RIYADH/DUBAI (Reuters) - Yemen’s Houthis fired a salvo of ballistic missiles at Saudi Arabia’s capital on Wednesday - an attack Saudi authorities said they intercepted in the skies over Riyadh.
The assault took place a day after Saudi Arabia’s top Western ally the United States pulled out of a deal with Iran over its disputed nuclear program and could signal an uptick in tensions between Riyadh and regional rival Tehran.
The Houthis said the missiles were launched at economic targets in Riyadh, the group’s al-Masirah TV reported. At least four blasts were heard in the city center, but there were no immediate reports of casualties or damage.
The Houthis, an Iran-allied group that controls much of Yemen including the capital Sanaa, have fired a series of missiles into the kingdom in recent months, part of a three-year-old conflict in Yemen widely seen as a proxy battle between Saudi Arabia and Iran.
A U.S.-backed, Saudi-led military coalition is fighting against the Houthis on behalf of the government of President Abd Rabbu Mansour al-Hadi, who lives in exile in Riyadh.
Colonel Turki al-Malki, spokesman for the Saudi-led coalition, said in a statement that Saudi air defenses had intercepted one missile, with another falling in an uninhabited desert south of the city.
He later said in a separate statement that the Houthis had “failed to launch a short-range Badr-type rocket” toward the Saudi province of Najran but it fell in a non populated desert area.
A spokesman for the Houthi-aligned military, Colonel Aziz Rashed, told pro-Houthi al-Masirah television that the attack marked “a new phase” and was revenge for Saudi air strikes on Yemen, after a coalition air strike last month killed the Houthis’ top civilian leader.
“There will be more salvos until this enemy is deterred, understands the meaning of the Yemeni threat and ceases its crimes,” Rashed said.
He did not mention U.S. President Donald Trump’s decision hours earlier to pull out of the international nuclear accord with Iran. But there are fears that the decision could exacerbate the conflict in Yemen and other regional flashpoints.
Saudi Arabia and its allies queued up on Wednesday to praise Trump’s decision, including Yemen’s internationally-recognized government, which said the U.S. withdrawal was necessary to stop Iran’s “destabilizing and dangerous” behavior.
“The Iranian regime has exploited the benefits of the nuclear agreement to export violence and terrorism to its neighbors,” it said in a statement.

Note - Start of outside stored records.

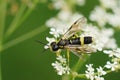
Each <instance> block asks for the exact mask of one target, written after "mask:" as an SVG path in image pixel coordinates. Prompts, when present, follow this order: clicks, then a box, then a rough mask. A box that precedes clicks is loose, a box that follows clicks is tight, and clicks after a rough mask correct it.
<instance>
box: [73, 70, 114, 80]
mask: <svg viewBox="0 0 120 80" xmlns="http://www.w3.org/2000/svg"><path fill="white" fill-rule="evenodd" d="M105 72H106V73H107V74H108V73H111V72H113V71H111V70H107V71H105ZM97 74H98V73H97V72H96V73H95V75H97ZM75 77H76V78H86V76H85V74H77V75H76V76H75Z"/></svg>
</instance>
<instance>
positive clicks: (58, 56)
mask: <svg viewBox="0 0 120 80" xmlns="http://www.w3.org/2000/svg"><path fill="white" fill-rule="evenodd" d="M56 59H57V61H55V63H52V66H53V67H54V68H55V69H56V71H57V73H58V75H63V74H69V73H70V68H69V66H68V64H67V60H66V58H65V57H63V56H60V55H59V56H57V58H56Z"/></svg>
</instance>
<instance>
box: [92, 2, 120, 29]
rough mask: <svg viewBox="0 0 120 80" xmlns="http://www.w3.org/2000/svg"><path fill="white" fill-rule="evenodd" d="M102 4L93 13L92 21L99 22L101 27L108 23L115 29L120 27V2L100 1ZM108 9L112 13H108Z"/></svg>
mask: <svg viewBox="0 0 120 80" xmlns="http://www.w3.org/2000/svg"><path fill="white" fill-rule="evenodd" d="M100 4H101V5H100V6H96V7H95V9H94V10H93V11H92V12H91V15H90V20H92V21H95V22H97V24H98V25H99V26H100V27H104V26H105V25H106V24H107V23H108V24H110V25H111V26H113V27H120V22H119V21H120V0H100ZM108 9H109V10H111V12H110V11H107V10H108Z"/></svg>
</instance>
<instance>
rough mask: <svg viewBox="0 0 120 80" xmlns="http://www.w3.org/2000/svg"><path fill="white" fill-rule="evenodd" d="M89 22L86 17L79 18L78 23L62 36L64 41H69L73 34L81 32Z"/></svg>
mask: <svg viewBox="0 0 120 80" xmlns="http://www.w3.org/2000/svg"><path fill="white" fill-rule="evenodd" d="M86 22H87V20H86V18H85V17H82V18H79V19H78V20H77V21H75V22H74V23H73V25H72V26H71V27H70V28H69V29H68V30H67V31H66V33H65V34H64V35H63V36H62V39H68V38H69V37H71V36H72V35H73V34H75V33H77V32H79V31H80V29H81V27H83V26H84V25H85V24H86Z"/></svg>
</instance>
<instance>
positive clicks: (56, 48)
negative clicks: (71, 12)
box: [49, 17, 93, 57]
mask: <svg viewBox="0 0 120 80" xmlns="http://www.w3.org/2000/svg"><path fill="white" fill-rule="evenodd" d="M86 22H87V20H86V18H84V17H82V18H80V19H78V20H77V21H75V22H74V24H73V25H72V26H71V27H70V28H69V29H68V30H67V31H66V32H65V34H64V35H62V37H61V38H60V39H59V41H55V42H52V43H51V44H50V46H49V47H50V49H51V50H52V51H55V52H59V50H61V49H67V50H70V51H72V52H73V53H74V54H75V55H77V56H80V54H81V53H84V52H89V50H87V49H86V47H85V45H87V44H91V43H92V42H93V37H92V36H85V37H80V36H78V35H77V32H79V31H80V30H81V27H83V26H84V24H85V23H86ZM83 45H84V47H83ZM68 57H69V55H68Z"/></svg>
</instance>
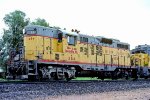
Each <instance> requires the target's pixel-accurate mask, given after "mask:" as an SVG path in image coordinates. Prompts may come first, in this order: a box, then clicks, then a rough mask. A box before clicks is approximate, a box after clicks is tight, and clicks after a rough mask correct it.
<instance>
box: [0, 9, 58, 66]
mask: <svg viewBox="0 0 150 100" xmlns="http://www.w3.org/2000/svg"><path fill="white" fill-rule="evenodd" d="M3 21H4V23H5V25H6V26H7V29H3V35H2V37H1V39H0V67H3V68H5V67H6V66H7V60H8V59H9V52H10V49H12V48H13V49H17V48H18V47H19V45H20V44H23V29H24V27H25V26H27V25H41V26H45V27H51V26H50V25H49V23H48V22H47V21H46V20H45V19H42V18H37V19H35V20H34V21H32V22H31V21H30V18H26V14H25V13H24V12H22V11H20V10H15V11H13V12H10V13H9V14H6V15H5V17H4V18H3ZM53 27H54V28H59V27H55V26H53Z"/></svg>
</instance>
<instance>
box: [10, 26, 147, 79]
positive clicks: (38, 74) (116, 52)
mask: <svg viewBox="0 0 150 100" xmlns="http://www.w3.org/2000/svg"><path fill="white" fill-rule="evenodd" d="M135 58H136V56H135V55H132V60H134V59H135ZM130 62H131V59H130V45H129V44H128V43H124V42H120V41H119V40H116V39H111V38H105V37H101V36H89V35H84V34H80V33H79V32H78V31H74V30H72V31H70V32H68V31H66V30H61V29H55V28H48V27H42V26H37V25H29V26H26V27H25V33H24V45H23V46H22V47H20V48H19V52H18V53H15V55H14V56H13V57H12V59H11V61H10V64H9V66H8V76H13V77H16V76H17V77H19V78H28V79H30V80H35V79H46V78H48V79H67V80H70V79H72V78H75V77H80V76H82V77H83V76H86V77H98V78H101V79H104V78H106V77H111V78H118V77H121V78H122V77H124V76H126V77H128V76H131V74H132V75H134V76H136V70H137V68H136V67H135V66H132V67H131V63H130ZM132 63H135V62H132ZM136 64H137V63H135V64H133V65H136ZM144 64H146V62H145V63H144ZM141 65H142V63H141Z"/></svg>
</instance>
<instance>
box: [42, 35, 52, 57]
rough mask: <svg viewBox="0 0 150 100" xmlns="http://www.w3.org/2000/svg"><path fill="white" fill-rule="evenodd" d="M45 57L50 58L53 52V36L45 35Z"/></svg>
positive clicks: (43, 38)
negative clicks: (51, 50) (52, 49)
mask: <svg viewBox="0 0 150 100" xmlns="http://www.w3.org/2000/svg"><path fill="white" fill-rule="evenodd" d="M43 39H44V40H43V42H44V43H43V47H44V48H43V59H45V60H50V58H51V57H50V54H51V38H49V37H44V38H43Z"/></svg>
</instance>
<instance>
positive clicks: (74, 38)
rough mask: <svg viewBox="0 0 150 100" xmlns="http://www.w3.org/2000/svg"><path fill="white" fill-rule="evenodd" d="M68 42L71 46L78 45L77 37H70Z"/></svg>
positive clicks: (68, 36)
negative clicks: (77, 44) (76, 40)
mask: <svg viewBox="0 0 150 100" xmlns="http://www.w3.org/2000/svg"><path fill="white" fill-rule="evenodd" d="M67 40H68V44H69V45H75V44H76V37H75V36H70V35H68V37H67Z"/></svg>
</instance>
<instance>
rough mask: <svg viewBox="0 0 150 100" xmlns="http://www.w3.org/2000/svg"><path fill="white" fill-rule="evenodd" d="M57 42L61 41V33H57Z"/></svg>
mask: <svg viewBox="0 0 150 100" xmlns="http://www.w3.org/2000/svg"><path fill="white" fill-rule="evenodd" d="M58 42H62V33H59V34H58Z"/></svg>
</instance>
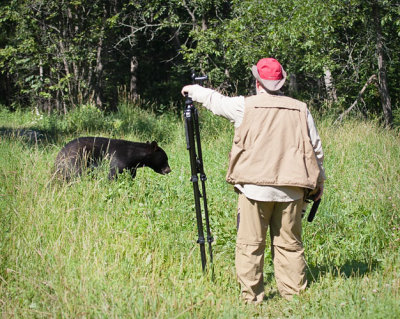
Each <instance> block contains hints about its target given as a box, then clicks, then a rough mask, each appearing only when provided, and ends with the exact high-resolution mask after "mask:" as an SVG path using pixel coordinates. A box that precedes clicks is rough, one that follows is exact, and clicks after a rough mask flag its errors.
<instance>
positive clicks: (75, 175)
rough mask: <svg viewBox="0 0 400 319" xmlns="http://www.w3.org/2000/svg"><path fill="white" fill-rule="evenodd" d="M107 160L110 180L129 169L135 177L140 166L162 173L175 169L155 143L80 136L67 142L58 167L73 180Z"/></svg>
mask: <svg viewBox="0 0 400 319" xmlns="http://www.w3.org/2000/svg"><path fill="white" fill-rule="evenodd" d="M103 159H108V160H109V161H110V172H109V175H108V177H109V179H114V178H115V177H116V174H117V173H122V171H123V170H124V169H127V170H129V172H130V174H131V175H132V178H134V177H135V176H136V169H137V168H139V167H144V166H148V167H150V168H152V169H153V170H154V171H155V172H157V173H159V174H163V175H164V174H168V173H170V172H171V168H170V167H169V165H168V157H167V154H166V153H165V152H164V150H163V149H162V148H161V147H159V146H158V145H157V142H156V141H153V142H151V143H149V142H147V143H138V142H130V141H125V140H118V139H110V138H104V137H79V138H77V139H74V140H72V141H70V142H69V143H67V144H66V145H65V146H64V147H63V148H62V149H61V151H60V152H59V153H58V155H57V158H56V162H55V170H56V174H57V175H58V176H61V177H63V178H65V179H66V180H69V179H70V178H71V177H73V176H77V175H80V174H81V173H82V170H84V169H86V168H93V167H97V166H99V164H100V163H101V161H102V160H103Z"/></svg>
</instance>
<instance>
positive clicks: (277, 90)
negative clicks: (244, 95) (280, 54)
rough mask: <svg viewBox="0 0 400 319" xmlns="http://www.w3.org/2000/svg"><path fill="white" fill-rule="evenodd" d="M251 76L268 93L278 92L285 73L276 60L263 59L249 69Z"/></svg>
mask: <svg viewBox="0 0 400 319" xmlns="http://www.w3.org/2000/svg"><path fill="white" fill-rule="evenodd" d="M251 71H252V73H253V76H254V77H255V78H256V79H257V81H259V82H260V83H261V84H262V86H263V87H264V88H266V89H267V90H269V91H278V90H279V89H280V88H281V87H282V86H283V84H284V83H285V81H286V72H285V70H284V69H283V67H282V65H281V64H280V63H279V62H278V60H276V59H274V58H263V59H261V60H259V61H258V62H257V65H253V67H252V68H251Z"/></svg>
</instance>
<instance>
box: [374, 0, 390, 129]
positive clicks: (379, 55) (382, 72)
mask: <svg viewBox="0 0 400 319" xmlns="http://www.w3.org/2000/svg"><path fill="white" fill-rule="evenodd" d="M372 12H373V14H374V21H375V31H376V57H377V60H378V83H379V94H380V96H381V104H382V109H383V115H384V118H385V125H386V126H387V127H391V126H392V124H393V115H392V103H391V101H390V95H389V89H388V83H387V76H386V74H387V71H386V61H385V57H384V50H383V46H384V43H383V41H384V39H383V36H382V28H381V17H380V8H379V4H378V2H375V3H374V6H373V10H372Z"/></svg>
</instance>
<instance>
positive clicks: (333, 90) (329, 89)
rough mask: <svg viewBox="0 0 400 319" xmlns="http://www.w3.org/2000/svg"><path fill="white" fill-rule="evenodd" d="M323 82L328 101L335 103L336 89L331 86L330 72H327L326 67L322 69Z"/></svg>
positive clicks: (332, 84) (326, 69) (331, 73)
mask: <svg viewBox="0 0 400 319" xmlns="http://www.w3.org/2000/svg"><path fill="white" fill-rule="evenodd" d="M324 81H325V88H326V93H327V94H328V101H329V102H335V103H336V102H337V95H336V88H335V86H334V85H333V80H332V73H331V70H329V68H327V67H324Z"/></svg>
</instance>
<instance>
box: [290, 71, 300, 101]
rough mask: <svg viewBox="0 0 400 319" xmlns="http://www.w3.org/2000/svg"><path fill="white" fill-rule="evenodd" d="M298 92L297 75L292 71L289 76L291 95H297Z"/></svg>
mask: <svg viewBox="0 0 400 319" xmlns="http://www.w3.org/2000/svg"><path fill="white" fill-rule="evenodd" d="M297 92H298V85H297V77H296V74H295V73H291V74H290V77H289V95H290V96H295V95H296V94H297Z"/></svg>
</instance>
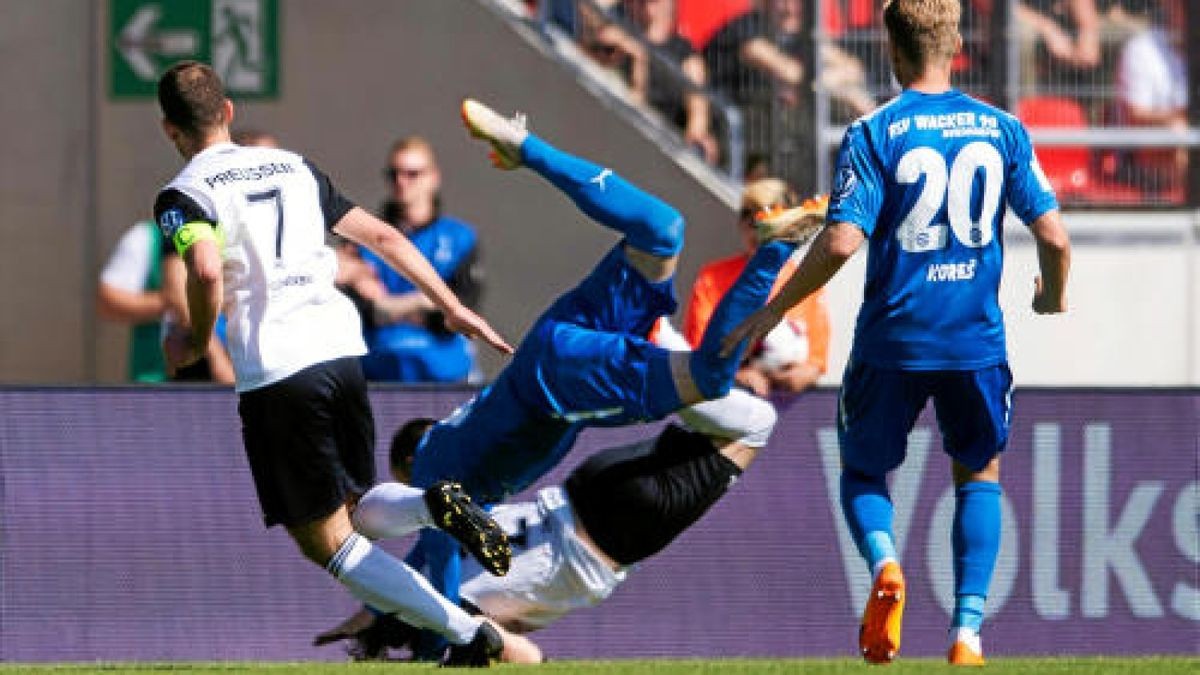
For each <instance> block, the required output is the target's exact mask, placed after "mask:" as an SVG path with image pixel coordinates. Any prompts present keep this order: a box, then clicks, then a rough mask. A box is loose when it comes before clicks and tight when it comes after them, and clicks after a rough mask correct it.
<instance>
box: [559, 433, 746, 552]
mask: <svg viewBox="0 0 1200 675" xmlns="http://www.w3.org/2000/svg"><path fill="white" fill-rule="evenodd" d="M740 474H742V470H740V468H739V467H738V465H736V464H733V461H731V460H730V459H728V458H726V456H725V455H722V454H721V453H720V452H718V449H716V447H715V446H714V444H713V442H712V441H710V440H709V438H708V436H706V435H703V434H701V432H698V431H688V430H685V429H682V428H679V426H676V425H674V424H668V425H666V426H665V428H664V429H662V432H661V434H660V435H659V437H658V438H656V440H655V441H654V443H653V444H648V443H638V444H634V446H626V447H620V448H610V449H607V450H601V452H599V453H596V454H594V455H592V456H590V458H588V459H587V460H584V461H583V464H581V465H580V466H577V467H576V468H575V471H572V472H571V474H570V476H569V477H568V478H566V482H565V483H564V484H563V488H564V489H565V490H566V495H568V497H569V498H570V500H571V507H572V508H574V509H575V515H576V518H578V519H580V522H582V524H583V527H584V528H586V530H587V531H588V534H589V536H590V537H592V540H593V542H595V543H596V546H599V548H600V550H601V551H604V552H605V554H606V555H607V556H608V557H611V558H612V560H614V561H617V562H618V563H619V565H623V566H629V565H634V563H635V562H638V561H641V560H644V558H647V557H649V556H652V555H654V554H656V552H659V551H660V550H662V549H664V548H666V545H667V544H670V543H671V542H672V540H673V539H674V538H676V537H678V536H679V534H680V533H682V532H683V531H684V530H686V528H688V527H691V525H692V524H695V522H696V521H697V520H700V516H702V515H704V513H706V512H707V510H708V509H709V507H712V506H713V504H714V503H716V501H718V500H720V498H721V496H722V495H725V492H726V490H728V488H730V485H731V484H732V483H733V482H734V480H736V479H737V477H738V476H740Z"/></svg>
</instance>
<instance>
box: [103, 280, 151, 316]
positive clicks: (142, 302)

The Saudi-led military coalition has intervened in Yemen’s civil war since 2015 to fight against the Houthis. Iran and the Houthis dismiss Saudi accusations that Tehran arms the group.
Saudi state media said separately that air defense forces had intercepted a missile launched at the southern city of Jizan, in an attack also claimed by the Houthis.
“This hostile action by the Houthi militia backed by Iran proves the continued involvement of the Iranian regime,” Saudi-led coalition spokesman Malki was quoted as saying by state news agency SPA.
Saudi Civil Defence will test a warning siren in Riyadh and other provinces on Thursday. It has instructed citizens upon hearing the alert to seek shelter in secure locations and avoid “areas prone to air strikes and missile strikes”.